Fichier TES : Bernard Cazeneuve tente d’éteindre l’incendie, sans convaincre

Auditionné par la Commission des lois du Sénat, le ministre de l’Intérieur Bernard Cazeneuve a tenté de calmer les craintes liées au mégafichier d’identité TES, que le gouvernement veut imposer par décret. Si le ministre concède une "erreur d'appréciation", il ne dérive pas de sa ligne et ses réponses peinent à convaincre.
Sylvain Rolland
Empêtré dans la polémique autour du méga-fichier TES, le ministre de l'Intérieur, Bernard Cazeneuve, a tenté d'éteindre l'incendie devant les sénateurs.

"Incontestablement, nous avons commis une erreur d'appréciation". Auditionné, mardi 15 novembre, par la Commission des lois du Sénat, Bernard Cazeneuve a tenté d'éteindre l'incendie autour du mégafichier d'identité TES, qui créé une immense base de données numérique de plus de 60 millions de Français. Le décret, adopté en catimini le 28 octobre dernier, en plein week-end de la Toussaint, a déclenché l'ire d'une partie de la gauche et des défenseurs de la vie privée, qui craignent que le gouvernement ait enfanté un "monstre" qui pourrait facilement être piraté ou détourné à des fins de surveillance.

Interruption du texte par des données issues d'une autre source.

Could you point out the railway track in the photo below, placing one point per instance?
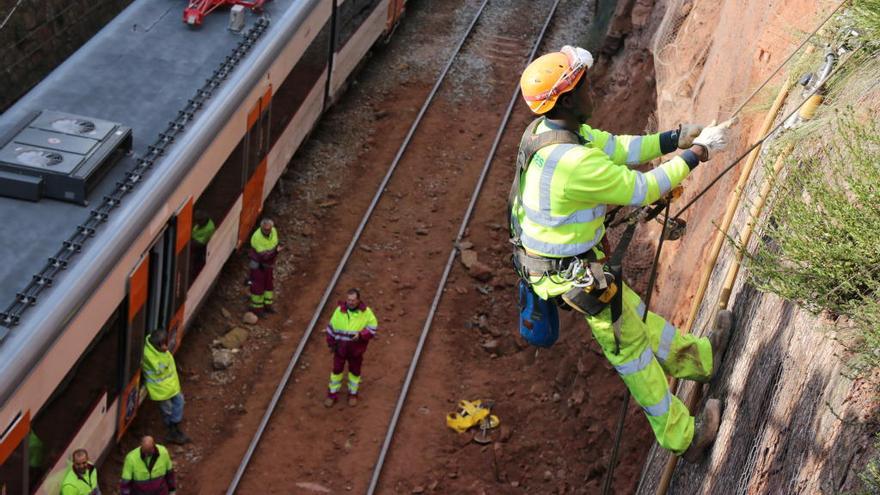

Même sa collègue Axelle Lemaire, la secrétaire d'Etat au numérique et à l'innovation, avait fustigé un décret "pris en douce", signe d'un "dysfonctionnement majeur". Face au tollé, Bernard Cazeneuve joue l'apaisement.

"Je conviens qu'il aurait fallu un débat en amont plutôt qu'en aval. Mais dès lors que le débat est souhaité, nous l'organisons et le sollicitons nous-mêmes [...]

Et de poursuivre, sur le ton de la plaisanterie:

"Les jours fériés, les ponts, ça n'a pas de sens pour moi, je travaille tous les jours ! J'aurais pu signer le décret quatre jours après ou trois jours avant. Il n'y a pas de perversité du jour férié dans mon ministère".

     | A lire. Méga-fichier d'identité : pourquoi le gouvernement s'est tiré une balle dans le pied

Quelques concessions pour la forme...

Déterminé à rassurer, Bernard Cazeneuve a donc accepté la tenue d'un débat parlementaire. En plus de l'audition devant le Sénat, un débat aura lieu mercredi à l'Assemblée nationale, à l'issue de la séance des questions au gouvernement. Le ministre a énuméré une série de concessions, espérant calmer les ardeurs des opposants. D'abord, les citoyens pourront refuser la conservation de leurs empreintes digitales, en raison de la sensibilité extrême de ces données, qui seront uniquement conservées sur papier, comme c'est le cas aujourd'hui.

Ensuite, "tous les éléments pertinents" pour un "suivi en continu de ce traitement de données" seront mis à disposition du Parlement, qui obtiendra également le retour d'expérience du test du fichier actuellement mené dans les Yvelines et bientôt en Bretagne. Devant les sénateurs, le ministre a ajouté que la Cnil, l'Agence nationale de la sécurité des systèmes d'information (Anssi) et quelques parlementaires désignés pourront contrôler, tous les ans, la base de données et son utilisation.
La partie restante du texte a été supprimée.